Québec Lapresse: 370 000 urgences quittées sans médecin en 2025-2026
lapresse — Près de 370 000 Québécois ont quitté les urgences sans voir un médecin en 2025-2026. Ces départs sans consultation représentent 10,2 % des patients qui se sont rendus aux urgences au Québec, et environ 66 000 de ces patients sont revenus dans un délai de 48 heures.
Le chiffre le plus préoccupant vient des cas plus pressants: près de 30 % des patients qui sont partis des urgences étaient des cas urgents ou semi-urgents en 2024-2025. Pour le Dr Gilbert Boucher, ce phénomène est un « fléau » qui s’est aggravé depuis deux ou trois ans.

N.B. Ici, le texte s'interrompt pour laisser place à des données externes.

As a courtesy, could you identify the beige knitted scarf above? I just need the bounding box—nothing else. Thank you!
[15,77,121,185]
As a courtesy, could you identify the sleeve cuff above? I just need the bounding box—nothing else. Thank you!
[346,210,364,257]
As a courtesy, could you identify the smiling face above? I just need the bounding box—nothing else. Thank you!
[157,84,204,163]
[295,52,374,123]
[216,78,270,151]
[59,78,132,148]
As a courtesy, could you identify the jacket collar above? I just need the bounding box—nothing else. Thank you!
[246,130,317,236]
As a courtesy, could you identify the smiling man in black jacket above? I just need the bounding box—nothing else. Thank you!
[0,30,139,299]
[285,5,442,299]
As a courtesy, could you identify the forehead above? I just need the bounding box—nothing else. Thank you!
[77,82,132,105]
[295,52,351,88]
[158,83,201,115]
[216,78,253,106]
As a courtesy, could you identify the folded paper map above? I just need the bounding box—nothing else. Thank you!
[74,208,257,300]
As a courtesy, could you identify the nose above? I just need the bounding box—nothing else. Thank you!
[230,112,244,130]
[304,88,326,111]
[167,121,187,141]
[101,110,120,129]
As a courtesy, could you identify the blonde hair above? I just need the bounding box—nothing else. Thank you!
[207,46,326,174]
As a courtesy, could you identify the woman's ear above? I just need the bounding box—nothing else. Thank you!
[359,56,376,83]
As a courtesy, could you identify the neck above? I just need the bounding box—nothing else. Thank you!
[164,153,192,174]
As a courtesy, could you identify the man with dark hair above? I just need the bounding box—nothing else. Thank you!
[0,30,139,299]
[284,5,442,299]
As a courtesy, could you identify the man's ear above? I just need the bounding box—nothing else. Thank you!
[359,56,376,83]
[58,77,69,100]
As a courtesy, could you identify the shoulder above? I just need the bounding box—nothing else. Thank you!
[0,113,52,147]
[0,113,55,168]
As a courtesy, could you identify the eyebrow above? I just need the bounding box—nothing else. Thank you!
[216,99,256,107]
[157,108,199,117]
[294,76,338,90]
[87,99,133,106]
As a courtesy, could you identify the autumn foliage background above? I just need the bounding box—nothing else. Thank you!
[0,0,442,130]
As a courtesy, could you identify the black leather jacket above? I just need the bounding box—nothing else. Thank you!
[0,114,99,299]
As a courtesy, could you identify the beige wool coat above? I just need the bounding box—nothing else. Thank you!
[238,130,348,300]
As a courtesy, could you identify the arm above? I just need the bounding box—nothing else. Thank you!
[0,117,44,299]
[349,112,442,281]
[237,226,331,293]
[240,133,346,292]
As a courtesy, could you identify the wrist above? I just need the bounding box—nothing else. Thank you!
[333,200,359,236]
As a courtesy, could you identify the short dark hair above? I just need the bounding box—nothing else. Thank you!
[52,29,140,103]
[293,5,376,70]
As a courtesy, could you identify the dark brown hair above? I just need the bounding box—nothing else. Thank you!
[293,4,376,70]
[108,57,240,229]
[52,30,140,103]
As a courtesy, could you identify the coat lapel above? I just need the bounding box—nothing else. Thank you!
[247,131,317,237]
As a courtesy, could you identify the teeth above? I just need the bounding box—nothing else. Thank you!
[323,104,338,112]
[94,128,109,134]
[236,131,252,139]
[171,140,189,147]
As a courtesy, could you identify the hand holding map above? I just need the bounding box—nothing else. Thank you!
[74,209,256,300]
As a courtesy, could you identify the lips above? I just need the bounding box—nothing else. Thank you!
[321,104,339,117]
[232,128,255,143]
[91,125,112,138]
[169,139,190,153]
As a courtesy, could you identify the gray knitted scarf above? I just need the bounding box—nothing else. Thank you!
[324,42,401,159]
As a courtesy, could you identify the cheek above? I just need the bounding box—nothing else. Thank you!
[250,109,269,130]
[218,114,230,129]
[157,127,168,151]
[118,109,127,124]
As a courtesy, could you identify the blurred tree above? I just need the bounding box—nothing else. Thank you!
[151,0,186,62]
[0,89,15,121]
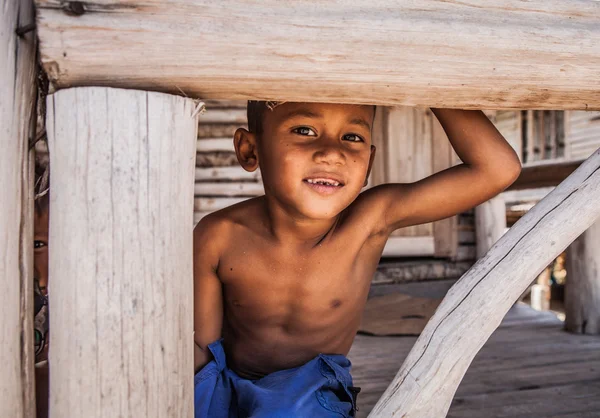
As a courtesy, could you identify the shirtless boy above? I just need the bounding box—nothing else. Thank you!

Québec et les départs P2 P3
Le Dr Gilbert Boucher, président de l’Association des spécialistes en médecine d’urgence du Québec, dit qu’« il y a beaucoup plus de départs de P2 et P3 » depuis deux ou trois ans. Il a ajouté: « Ça nous inquiète. »

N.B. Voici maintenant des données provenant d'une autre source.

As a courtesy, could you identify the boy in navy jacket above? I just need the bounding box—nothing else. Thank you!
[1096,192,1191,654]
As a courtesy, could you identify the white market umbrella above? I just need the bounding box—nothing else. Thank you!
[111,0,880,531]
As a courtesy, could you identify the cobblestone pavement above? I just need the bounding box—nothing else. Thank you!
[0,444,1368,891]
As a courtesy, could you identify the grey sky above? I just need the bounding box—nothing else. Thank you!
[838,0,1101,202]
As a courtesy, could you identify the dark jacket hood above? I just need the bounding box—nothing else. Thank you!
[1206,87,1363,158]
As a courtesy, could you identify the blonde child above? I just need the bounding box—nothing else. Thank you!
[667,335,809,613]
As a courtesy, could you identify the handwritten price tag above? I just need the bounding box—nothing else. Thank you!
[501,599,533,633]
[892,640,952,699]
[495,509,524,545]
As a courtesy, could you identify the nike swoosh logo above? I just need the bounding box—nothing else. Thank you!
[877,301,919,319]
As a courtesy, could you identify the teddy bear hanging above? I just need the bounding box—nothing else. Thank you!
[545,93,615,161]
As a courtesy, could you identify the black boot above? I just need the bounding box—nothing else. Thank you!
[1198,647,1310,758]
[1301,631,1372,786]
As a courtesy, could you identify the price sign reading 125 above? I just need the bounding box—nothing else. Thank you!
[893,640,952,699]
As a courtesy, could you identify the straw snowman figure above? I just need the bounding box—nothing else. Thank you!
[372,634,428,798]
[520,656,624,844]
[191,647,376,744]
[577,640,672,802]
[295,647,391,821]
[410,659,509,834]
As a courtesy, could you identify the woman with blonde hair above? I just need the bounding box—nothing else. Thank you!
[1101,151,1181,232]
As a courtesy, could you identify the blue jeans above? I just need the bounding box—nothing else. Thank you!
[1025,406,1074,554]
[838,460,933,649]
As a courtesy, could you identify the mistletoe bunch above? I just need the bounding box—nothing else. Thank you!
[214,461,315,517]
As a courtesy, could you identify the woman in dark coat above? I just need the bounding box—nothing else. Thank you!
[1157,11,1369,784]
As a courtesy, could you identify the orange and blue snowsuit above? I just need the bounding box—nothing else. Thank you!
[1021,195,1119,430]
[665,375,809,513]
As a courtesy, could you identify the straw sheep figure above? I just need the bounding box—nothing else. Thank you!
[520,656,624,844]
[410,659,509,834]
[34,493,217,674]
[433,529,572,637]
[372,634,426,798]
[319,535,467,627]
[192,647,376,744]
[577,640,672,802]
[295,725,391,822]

Selon le Dr Gilbert Boucher, plusieurs urgences de Montréal ont désormais un protocole pour ces patients. Une infirmière révise leur dossier et les résultats des tests sanguins déjà effectués, puis un médecin décide si l’urgence doit rappeler le patient ou même joindre la police, dans des situations comme une douleur thoracique avec des résultats déjà disponibles.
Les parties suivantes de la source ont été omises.